Da! Die Wölfe kommen. Ich höre das Klappern von Schlagstöcken gegen kalte Mauerwände, es ist ein unerbittlicher Wirbel aus Holz und harten Menschenherzen. Aus dem gleichförmigen Takt spricht die Drohung nahenden Schmerzes, aber ich kenne sie und weiß, dass sie heute Abend nicht zu mir kommen werden, um meinen Knochen Qualen zu entreißen. Das dumpfe Tönen der Stiefel auf den Gängen kommt zu rasch. Sie werden an meiner Zelle vorbeigehen. Erst vorgestern haben mich ihre Hiebe in die Ohnmacht geprügelt. Mein Fleisch ist noch jetzt ein einziger Brand aus schwarzem Eiterfluss.

Ja, ich kenne ihre Schritte. Das Hastige darin verrät sie. Sie wollen die Erinnerung in meinen Wunden wachrufen, meine Angst von neuem in den Taumel einer Panik stürzen. Sie lieben es, aus Menschen furchtsame Tiere zu machen, deswegen klappern sie mutwillig mit ihren Stöcken an den Mauern entlang.

Jetzt verlangsamen sie ihre Schritte, aber es ist keine Genugtuung in ihnen. Ihr Klang hat etwas Vorübergehendes. Wir Gefangenen lernen sehr schnell, auf solche Kleinigkeiten zu achten. Heute Nacht werde ich verschont bleiben, und da, ich habe mich nicht geirrt. Das Echo ihrer Schritte an den gekachelten Wänden trägt sie von mir fort.

Ich zähle die Schritte, zehn, elf, zwölf ...

Bei 41 höre ich auf. Sie sind stehengeblieben, und im Geiste sehe ich die vorletzte Tür im Gang.
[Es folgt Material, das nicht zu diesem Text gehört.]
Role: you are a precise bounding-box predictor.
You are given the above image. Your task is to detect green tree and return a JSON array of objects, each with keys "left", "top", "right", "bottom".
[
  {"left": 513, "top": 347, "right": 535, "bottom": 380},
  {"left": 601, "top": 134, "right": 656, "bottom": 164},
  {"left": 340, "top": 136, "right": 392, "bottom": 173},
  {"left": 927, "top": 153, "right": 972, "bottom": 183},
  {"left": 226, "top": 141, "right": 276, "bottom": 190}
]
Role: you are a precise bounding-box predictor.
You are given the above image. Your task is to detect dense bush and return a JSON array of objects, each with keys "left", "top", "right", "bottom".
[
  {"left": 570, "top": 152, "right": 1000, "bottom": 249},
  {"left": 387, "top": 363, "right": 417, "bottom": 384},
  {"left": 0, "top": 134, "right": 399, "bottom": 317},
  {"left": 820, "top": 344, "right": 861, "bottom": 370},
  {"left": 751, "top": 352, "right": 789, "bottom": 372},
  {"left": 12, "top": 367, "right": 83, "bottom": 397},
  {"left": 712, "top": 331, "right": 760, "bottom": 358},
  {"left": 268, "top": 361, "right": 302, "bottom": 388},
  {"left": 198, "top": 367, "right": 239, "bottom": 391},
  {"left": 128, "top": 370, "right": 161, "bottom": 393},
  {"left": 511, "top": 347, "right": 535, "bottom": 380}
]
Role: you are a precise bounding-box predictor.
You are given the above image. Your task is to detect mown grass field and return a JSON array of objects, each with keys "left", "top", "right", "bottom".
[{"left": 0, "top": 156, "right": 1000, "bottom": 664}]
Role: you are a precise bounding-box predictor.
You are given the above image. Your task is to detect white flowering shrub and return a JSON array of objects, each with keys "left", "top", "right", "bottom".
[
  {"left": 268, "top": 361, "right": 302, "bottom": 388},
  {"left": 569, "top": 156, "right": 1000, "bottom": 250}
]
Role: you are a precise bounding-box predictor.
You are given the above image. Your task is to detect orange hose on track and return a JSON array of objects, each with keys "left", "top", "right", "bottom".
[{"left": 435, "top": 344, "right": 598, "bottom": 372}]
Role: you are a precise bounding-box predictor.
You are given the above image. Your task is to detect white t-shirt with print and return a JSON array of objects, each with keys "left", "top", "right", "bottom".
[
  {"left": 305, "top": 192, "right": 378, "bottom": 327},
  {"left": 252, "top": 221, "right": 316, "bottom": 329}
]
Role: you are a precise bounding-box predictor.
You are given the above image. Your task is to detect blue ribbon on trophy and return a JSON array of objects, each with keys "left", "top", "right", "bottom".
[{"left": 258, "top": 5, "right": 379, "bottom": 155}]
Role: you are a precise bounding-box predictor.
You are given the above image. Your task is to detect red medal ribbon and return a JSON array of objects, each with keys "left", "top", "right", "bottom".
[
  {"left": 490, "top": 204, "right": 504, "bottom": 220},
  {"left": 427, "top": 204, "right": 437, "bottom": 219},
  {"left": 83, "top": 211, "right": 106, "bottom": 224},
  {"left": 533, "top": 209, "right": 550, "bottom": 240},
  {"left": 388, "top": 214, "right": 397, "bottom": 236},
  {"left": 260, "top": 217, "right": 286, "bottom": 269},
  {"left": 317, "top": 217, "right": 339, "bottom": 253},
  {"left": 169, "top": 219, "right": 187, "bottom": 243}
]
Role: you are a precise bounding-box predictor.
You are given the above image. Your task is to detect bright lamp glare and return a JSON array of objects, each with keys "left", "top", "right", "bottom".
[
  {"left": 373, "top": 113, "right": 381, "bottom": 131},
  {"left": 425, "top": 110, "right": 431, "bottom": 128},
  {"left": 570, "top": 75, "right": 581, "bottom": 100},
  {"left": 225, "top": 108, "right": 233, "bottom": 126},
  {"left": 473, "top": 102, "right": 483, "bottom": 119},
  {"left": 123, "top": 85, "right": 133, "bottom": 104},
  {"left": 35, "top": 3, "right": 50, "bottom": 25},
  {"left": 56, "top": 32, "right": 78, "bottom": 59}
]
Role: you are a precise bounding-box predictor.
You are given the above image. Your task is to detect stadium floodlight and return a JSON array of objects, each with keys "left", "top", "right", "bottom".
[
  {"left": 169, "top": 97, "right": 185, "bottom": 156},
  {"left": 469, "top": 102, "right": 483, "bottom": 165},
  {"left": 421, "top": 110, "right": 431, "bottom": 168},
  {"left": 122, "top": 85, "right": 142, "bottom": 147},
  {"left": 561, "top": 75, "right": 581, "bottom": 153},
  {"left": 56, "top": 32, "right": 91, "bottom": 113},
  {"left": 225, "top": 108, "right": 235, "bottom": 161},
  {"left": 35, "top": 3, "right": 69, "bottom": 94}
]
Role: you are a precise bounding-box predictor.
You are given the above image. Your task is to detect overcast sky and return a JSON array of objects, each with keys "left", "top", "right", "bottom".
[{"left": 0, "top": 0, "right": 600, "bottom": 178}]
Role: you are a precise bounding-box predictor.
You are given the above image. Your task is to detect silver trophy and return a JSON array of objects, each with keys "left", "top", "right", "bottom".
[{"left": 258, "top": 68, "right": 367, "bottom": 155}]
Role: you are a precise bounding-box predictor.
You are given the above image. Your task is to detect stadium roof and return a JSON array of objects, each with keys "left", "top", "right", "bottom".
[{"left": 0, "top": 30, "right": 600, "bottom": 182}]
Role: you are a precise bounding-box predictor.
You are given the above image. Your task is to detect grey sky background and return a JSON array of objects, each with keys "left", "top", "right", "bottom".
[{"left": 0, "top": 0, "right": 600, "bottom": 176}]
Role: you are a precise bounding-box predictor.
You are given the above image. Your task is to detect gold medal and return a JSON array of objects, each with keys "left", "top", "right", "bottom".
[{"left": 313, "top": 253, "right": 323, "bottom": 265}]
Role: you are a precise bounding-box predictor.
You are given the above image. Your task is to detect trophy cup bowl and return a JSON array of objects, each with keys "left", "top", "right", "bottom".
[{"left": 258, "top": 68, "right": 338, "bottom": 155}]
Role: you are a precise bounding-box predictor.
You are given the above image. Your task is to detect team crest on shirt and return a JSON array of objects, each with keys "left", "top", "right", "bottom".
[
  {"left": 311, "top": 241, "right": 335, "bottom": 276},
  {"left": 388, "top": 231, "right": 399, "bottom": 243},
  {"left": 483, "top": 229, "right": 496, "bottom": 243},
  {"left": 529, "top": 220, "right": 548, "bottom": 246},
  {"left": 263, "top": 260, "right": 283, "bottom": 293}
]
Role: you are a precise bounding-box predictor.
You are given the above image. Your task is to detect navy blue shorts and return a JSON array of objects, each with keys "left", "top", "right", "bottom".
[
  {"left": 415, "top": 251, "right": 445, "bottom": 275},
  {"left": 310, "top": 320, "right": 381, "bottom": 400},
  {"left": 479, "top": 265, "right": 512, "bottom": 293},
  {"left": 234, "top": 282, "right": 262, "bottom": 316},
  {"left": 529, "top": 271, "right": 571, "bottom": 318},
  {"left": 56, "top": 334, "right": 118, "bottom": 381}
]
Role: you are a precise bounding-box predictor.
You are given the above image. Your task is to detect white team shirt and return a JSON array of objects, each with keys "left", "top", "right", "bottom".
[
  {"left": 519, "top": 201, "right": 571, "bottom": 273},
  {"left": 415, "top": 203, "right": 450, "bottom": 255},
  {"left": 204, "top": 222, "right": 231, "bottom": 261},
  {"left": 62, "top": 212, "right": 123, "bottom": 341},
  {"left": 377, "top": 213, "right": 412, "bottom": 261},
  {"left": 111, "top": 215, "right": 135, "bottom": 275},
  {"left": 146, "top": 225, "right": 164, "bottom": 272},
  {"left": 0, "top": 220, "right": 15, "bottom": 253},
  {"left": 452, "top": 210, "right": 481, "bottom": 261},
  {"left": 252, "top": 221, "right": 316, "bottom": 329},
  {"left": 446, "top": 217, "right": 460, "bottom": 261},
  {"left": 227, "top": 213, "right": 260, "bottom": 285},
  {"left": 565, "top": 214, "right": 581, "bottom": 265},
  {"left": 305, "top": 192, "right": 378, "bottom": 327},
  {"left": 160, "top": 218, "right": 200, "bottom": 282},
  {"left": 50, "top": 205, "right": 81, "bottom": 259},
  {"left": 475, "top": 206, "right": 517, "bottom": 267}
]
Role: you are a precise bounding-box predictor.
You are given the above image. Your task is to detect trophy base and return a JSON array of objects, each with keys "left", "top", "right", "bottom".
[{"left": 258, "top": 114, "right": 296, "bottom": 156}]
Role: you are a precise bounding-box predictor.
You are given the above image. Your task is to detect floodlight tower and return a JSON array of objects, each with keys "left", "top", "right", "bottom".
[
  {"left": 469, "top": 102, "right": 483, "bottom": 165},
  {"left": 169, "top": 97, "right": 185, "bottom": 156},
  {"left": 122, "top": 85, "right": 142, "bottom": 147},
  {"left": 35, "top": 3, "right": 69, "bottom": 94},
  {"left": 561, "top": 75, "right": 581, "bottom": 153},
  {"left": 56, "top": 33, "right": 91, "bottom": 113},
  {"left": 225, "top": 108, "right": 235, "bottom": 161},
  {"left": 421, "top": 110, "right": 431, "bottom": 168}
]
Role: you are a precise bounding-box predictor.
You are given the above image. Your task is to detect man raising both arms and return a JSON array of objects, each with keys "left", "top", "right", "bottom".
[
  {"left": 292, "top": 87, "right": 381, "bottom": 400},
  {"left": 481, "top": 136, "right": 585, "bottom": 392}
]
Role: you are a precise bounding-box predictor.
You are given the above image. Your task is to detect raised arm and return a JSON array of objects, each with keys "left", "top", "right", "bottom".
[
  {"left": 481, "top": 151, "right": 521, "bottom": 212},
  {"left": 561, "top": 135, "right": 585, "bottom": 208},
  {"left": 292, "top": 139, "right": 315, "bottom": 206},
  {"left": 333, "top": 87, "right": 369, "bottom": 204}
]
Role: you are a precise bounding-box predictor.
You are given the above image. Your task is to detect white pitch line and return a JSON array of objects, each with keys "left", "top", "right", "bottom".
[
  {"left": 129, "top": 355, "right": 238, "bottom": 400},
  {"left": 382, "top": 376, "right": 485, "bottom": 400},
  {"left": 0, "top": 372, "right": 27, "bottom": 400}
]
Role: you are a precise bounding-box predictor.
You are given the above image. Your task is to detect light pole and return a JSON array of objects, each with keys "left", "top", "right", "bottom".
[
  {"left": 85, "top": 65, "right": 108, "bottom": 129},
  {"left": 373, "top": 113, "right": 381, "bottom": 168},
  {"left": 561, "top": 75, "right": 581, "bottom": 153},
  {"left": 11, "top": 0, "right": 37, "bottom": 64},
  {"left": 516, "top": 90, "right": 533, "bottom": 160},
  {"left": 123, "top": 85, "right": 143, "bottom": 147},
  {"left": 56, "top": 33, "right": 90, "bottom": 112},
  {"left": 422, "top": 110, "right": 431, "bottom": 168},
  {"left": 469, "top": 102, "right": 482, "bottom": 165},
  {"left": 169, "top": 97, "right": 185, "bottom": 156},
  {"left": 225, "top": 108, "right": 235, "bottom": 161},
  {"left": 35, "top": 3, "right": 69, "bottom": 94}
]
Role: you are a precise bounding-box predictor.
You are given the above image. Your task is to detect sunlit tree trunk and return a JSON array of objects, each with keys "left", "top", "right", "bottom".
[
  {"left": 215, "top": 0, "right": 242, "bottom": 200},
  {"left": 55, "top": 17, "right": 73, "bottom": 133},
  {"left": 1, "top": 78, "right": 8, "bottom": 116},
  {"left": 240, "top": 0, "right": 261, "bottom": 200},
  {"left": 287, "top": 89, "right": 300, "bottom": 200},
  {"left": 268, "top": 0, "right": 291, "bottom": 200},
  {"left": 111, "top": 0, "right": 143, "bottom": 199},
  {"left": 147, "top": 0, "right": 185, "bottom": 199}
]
Es ist Alis Zelle. O diese Hunde! Ali, der Rabenschwarze, der von ihnen erst gestern Abend in die Hölle geworfen wurde und dessen Wehklagen mich über Stunden bis in den entlegensten Schlaf verfolgt hat. Ali, dessen Vergehen das Aussprechen dreier winziger Worte war - "ich bin Kurde" - und der nun dafür bestraft und gefoltert wird, dass er die Mutter, die ihn gebar, nicht verleugnete, und den Vater nicht fluchte, dessen Lenden ihn gezeugt hatten. Morgen soll er entlassen werden, aber zuvor wollen sie ihm noch ein Andenken mitgeben.

Das Schloss springt auf und mein Herz droht für einen Augenblick stillzustehen.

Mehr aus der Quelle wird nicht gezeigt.